Earle was cross-examined and recross-questioned, but he told the same story every time, never swerving in a single particular from his first statements.
Every possible way was tried to make him confess who his accomplices were, the opposing counsel maintaining that he must have had one or more. But he always replied:
“I had no accomplice, for I have neither planned nor executed any robbery.”
“But you assert that two men came out of the house.”
“I encountered two men at the corner of Mr. Dalton’s house; one I surprised and felled to the ground, and then grappled with the other. During the scuffle the first one got up and ran off with the bag which contained their booty. I then received a blow which stunned and felled me, and when I came to myself again both were gone. I know nothing of either them or their plunder, and I am innocent of any complicity in the matter.”
But all was of no avail against the positive evidence which opposed him, and the fatal verdict was spoken, the fearful sentence pronounced.
Popular sympathy inclined strongly toward the unfortunate young man, whom many knew and respected for his hitherto stainless character, while his appearance, so noble and manly, prepossessed almost every one in his favor.
As before stated, he had come to Richard Forrester when a youth of seventeen, asking for work, and the great lawyer had employed him as an office boy, and it was not long before he came to feel a deep interest in the intelligent lad. He saw that he had what lawyers term “a long head,” and could grasp all the details of a case almost as readily as he himself could, and he resolved that he would educate him for the profession.

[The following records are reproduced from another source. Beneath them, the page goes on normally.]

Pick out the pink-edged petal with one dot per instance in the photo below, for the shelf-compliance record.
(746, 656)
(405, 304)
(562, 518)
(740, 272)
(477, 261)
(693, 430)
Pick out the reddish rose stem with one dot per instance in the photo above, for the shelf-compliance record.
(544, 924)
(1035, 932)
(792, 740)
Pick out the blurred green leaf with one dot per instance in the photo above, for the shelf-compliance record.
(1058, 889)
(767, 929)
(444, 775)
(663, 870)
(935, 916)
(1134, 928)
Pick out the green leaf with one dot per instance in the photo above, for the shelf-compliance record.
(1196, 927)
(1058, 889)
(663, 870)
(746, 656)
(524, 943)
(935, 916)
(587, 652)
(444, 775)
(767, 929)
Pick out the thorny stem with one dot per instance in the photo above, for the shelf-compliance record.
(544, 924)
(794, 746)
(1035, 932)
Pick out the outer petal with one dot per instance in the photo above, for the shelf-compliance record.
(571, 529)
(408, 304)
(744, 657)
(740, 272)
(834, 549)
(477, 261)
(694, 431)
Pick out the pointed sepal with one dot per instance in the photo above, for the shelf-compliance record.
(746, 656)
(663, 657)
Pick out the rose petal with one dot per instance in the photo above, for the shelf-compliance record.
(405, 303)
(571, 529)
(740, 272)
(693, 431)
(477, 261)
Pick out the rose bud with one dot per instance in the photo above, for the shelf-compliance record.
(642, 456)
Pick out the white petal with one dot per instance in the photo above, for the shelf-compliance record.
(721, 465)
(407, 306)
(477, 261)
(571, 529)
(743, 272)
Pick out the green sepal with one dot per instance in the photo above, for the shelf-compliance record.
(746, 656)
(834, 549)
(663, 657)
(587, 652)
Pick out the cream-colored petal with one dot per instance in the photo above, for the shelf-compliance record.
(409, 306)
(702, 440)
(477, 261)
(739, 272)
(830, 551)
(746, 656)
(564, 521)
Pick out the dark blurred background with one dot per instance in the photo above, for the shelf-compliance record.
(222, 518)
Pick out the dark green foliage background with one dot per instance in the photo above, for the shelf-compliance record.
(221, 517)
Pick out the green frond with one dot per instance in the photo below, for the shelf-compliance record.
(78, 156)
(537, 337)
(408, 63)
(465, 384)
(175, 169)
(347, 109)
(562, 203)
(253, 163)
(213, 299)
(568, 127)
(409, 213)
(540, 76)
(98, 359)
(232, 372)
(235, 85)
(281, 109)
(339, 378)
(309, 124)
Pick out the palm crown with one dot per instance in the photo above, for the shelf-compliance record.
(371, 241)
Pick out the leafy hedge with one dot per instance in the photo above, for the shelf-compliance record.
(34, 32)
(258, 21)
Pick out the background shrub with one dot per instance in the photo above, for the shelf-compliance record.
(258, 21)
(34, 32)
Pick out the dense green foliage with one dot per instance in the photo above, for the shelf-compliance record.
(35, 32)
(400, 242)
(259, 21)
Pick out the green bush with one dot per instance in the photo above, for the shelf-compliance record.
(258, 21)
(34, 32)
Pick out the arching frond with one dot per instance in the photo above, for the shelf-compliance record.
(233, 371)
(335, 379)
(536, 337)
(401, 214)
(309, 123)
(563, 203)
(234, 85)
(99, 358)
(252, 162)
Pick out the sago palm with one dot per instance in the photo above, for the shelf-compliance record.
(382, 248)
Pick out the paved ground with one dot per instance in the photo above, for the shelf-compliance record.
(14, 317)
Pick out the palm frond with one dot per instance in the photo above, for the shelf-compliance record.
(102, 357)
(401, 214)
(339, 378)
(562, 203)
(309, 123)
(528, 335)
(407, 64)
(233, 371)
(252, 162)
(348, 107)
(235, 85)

Mr. Forrester was a bachelor of great wealth, and exceedingly fond of his beautiful and vivacious niece, Editha Dalton, who, report said, was to be his heiress.
She was a slight, sprightly girl of fourteen when Earle Wayne came into her uncle’s employ, and a mutual admiration sprang up between them at once, and steadily increased, until, on the part of the young man, it grew into a deep and abiding love, although he had never presumed to betray it by so much as a look or tone.